David Montgomery's Volume Concerns Make Him a Scary Investment in Fantasy Football
Going into last year, David Montgomery was viewed as a possible breakout player.
It didn't happen for him.
But the Bears are leaning on their sophomore back to increase his production after a rookie year of 267 total touches. There's hope Montgomery will take a leap in what should be a better Chicago offense with Nick Foles under center after Mitchell Trubisky imploded in 2019.
How should you handle Montgomery in season-long fantasy football this year?
Montgomery's Rookie Year
Going into last season, Montgomery was being drafted as high as the third round. While he didn't live up to that draft cost, he is still a key cog in the Bears' offense and is cheaper this time around, with his PPR average draft position sitting at 55th overall (RB23), per Fantasy Football Calculator.

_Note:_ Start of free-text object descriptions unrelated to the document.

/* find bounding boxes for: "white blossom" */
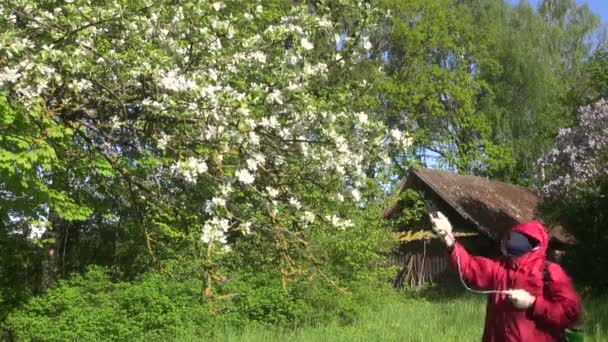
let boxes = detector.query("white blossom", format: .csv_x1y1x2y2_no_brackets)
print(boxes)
248,131,260,145
260,116,279,128
351,188,361,201
0,67,22,85
300,37,314,50
302,211,315,224
288,197,302,209
239,221,252,235
0,0,403,255
209,38,222,51
251,51,267,64
390,128,403,141
266,186,279,198
246,158,259,170
69,78,93,92
286,53,299,65
202,217,230,244
401,136,414,148
160,69,197,92
109,116,121,129
356,112,368,125
219,184,233,196
362,36,372,50
325,215,354,230
236,168,255,184
174,157,208,183
286,81,301,92
157,132,171,150
267,89,284,104
318,17,332,28
211,197,226,207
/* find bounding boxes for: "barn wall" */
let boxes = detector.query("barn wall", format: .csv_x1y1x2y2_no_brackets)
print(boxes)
388,173,502,288
390,237,482,288
391,242,447,288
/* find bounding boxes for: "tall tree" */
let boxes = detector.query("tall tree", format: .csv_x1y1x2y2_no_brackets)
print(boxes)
376,0,601,184
0,0,403,302
376,0,513,175
478,0,600,184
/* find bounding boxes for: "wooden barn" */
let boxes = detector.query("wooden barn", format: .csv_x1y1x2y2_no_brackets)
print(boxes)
383,168,574,288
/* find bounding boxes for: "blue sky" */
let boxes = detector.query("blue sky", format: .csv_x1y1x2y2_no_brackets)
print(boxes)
506,0,608,23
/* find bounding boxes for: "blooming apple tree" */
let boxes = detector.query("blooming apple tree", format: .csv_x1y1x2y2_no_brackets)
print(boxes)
0,0,410,294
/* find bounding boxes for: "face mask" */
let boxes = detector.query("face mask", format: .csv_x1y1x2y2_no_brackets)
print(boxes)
504,232,536,257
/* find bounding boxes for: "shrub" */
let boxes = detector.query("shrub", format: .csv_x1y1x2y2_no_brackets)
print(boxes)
3,266,214,341
3,189,395,339
540,100,608,290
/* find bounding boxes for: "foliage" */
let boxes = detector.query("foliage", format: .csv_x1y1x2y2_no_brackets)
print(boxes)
540,100,608,198
0,0,407,306
543,180,608,289
578,49,608,105
4,199,395,339
307,198,396,283
3,266,214,340
376,0,510,175
540,100,608,288
394,189,427,228
482,0,599,184
0,94,92,224
374,0,599,183
0,92,94,320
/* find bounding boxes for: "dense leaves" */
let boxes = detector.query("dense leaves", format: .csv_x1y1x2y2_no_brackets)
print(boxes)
539,100,608,288
0,0,403,297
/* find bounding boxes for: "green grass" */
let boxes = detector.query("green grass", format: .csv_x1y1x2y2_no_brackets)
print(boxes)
210,296,484,342
165,291,608,342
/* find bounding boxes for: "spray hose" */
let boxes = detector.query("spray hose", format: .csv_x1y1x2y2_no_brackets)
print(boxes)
451,240,511,295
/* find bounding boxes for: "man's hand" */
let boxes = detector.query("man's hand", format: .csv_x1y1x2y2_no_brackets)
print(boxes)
507,289,536,310
429,211,454,248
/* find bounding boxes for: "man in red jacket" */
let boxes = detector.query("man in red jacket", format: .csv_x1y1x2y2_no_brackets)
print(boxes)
430,212,581,342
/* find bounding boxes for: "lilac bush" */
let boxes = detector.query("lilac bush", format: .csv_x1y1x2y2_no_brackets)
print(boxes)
540,100,608,199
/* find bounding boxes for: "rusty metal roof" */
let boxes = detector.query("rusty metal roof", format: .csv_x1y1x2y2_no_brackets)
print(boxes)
386,168,574,244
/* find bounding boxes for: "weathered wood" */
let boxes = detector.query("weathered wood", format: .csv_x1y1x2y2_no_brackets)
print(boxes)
390,247,451,289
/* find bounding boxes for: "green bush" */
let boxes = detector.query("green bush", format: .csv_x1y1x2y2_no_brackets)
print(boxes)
542,177,608,290
3,265,394,340
219,272,360,328
2,266,214,341
3,196,395,339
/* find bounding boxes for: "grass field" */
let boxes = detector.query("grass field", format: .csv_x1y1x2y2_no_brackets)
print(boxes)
204,292,608,342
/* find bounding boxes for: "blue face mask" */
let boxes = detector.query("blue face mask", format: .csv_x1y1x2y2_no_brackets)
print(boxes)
505,232,535,257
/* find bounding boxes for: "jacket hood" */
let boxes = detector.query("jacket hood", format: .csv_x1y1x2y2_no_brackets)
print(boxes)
501,220,549,265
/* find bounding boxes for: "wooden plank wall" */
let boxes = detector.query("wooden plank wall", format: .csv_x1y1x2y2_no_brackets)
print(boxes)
390,249,449,288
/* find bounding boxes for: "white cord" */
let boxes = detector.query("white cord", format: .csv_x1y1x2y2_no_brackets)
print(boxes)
451,237,511,295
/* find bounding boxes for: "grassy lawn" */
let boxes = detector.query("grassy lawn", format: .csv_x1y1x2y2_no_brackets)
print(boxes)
200,292,608,342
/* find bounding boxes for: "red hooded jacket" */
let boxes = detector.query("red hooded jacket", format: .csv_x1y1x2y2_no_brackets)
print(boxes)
448,221,581,342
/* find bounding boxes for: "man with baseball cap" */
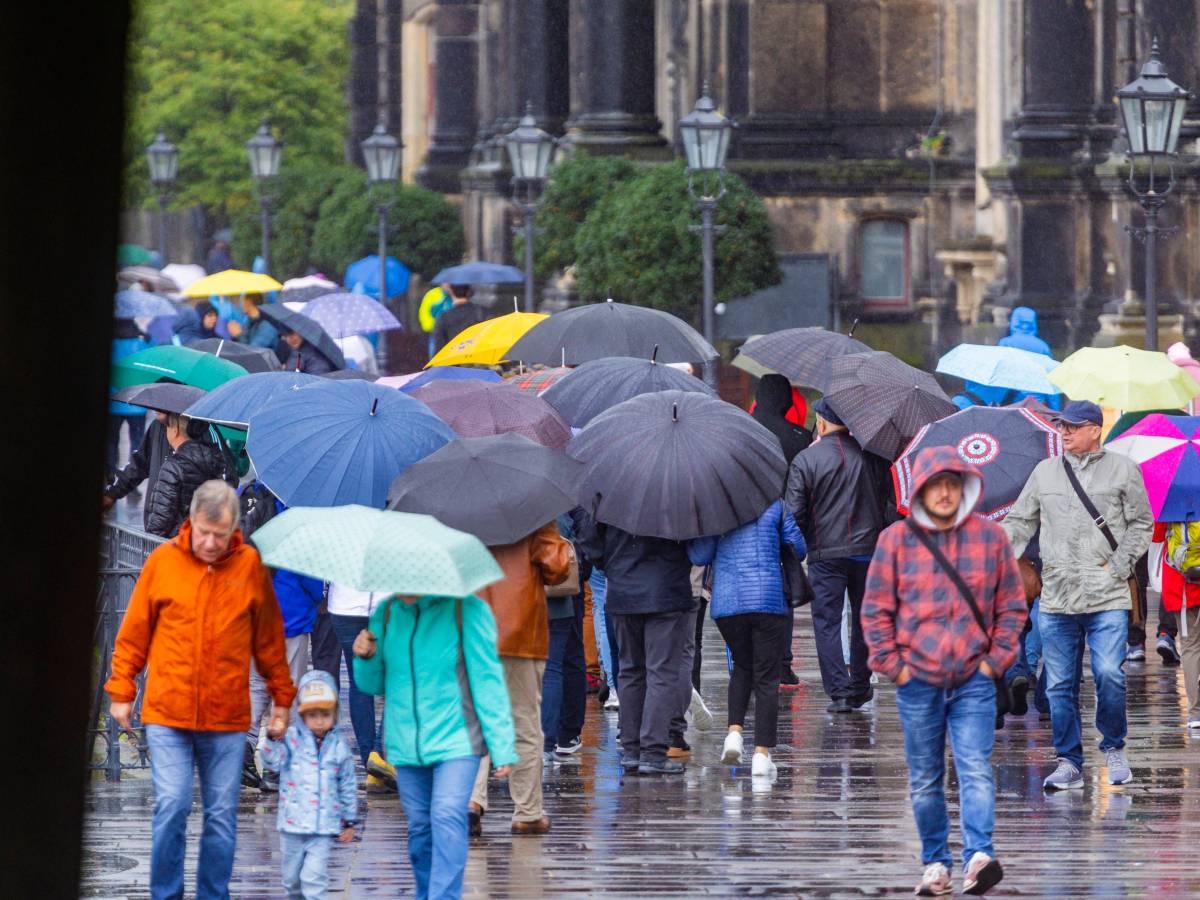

Montgomery finished 2019 as the RB24 with 170.3 fantasy points (10.7 per game) in PPR leagues, and he was the RB22 with 145.4 points (9.1 per game) in standard formats. That's not a terrible season by any means, but it's disappointing given where he was drafted last year. While he saw a good amount of carries a season ago, Montgomery failed to offer much of a ceiling in a poor Chicago offense, and the weekly floor was ugly, too, because he didn't do a lot in the passing game (more than three targets in only three of 16 games).
In all, Montgomery had 16-plus PPR points in just four of 16 outings while posting single-digit points nine times.
He finished with 1,074 total yards and seven total touchdowns. Montgomery rushed for 889 yards and six scores on the 13th-most carries (242). He received just 35 targets on the season (2.2 per game), catching 25 of them for 185 yards and a score.
Teammate Tarik Cohen was targeted the third-most times among all running backs (104), trailing only Austin Ekeler (108) and Christian McCaffrey (142). Cohen's touches took away much of Montgomery's weekly floor -- as well as dinging Montgomery's ceiling -- as the rookie was prone to being game scripted out of the Bears' plans when they got behind.
Where Should You Draft Him in 2020?
As we mentioned above, Montgomery is currently the RB23 in PPR leagues.
That puts him in the range of guys like Mark Ingram (RB20), Marlon Mack (RB21), Kenyan Drake (RB22) and Phillip Lindsay (RB24). All of these players have volume concerns heading into 2020, but you can make the argument Montgomery might see more carries than all of these backs -- with the exception of Drake, who should see plenty of touches this year.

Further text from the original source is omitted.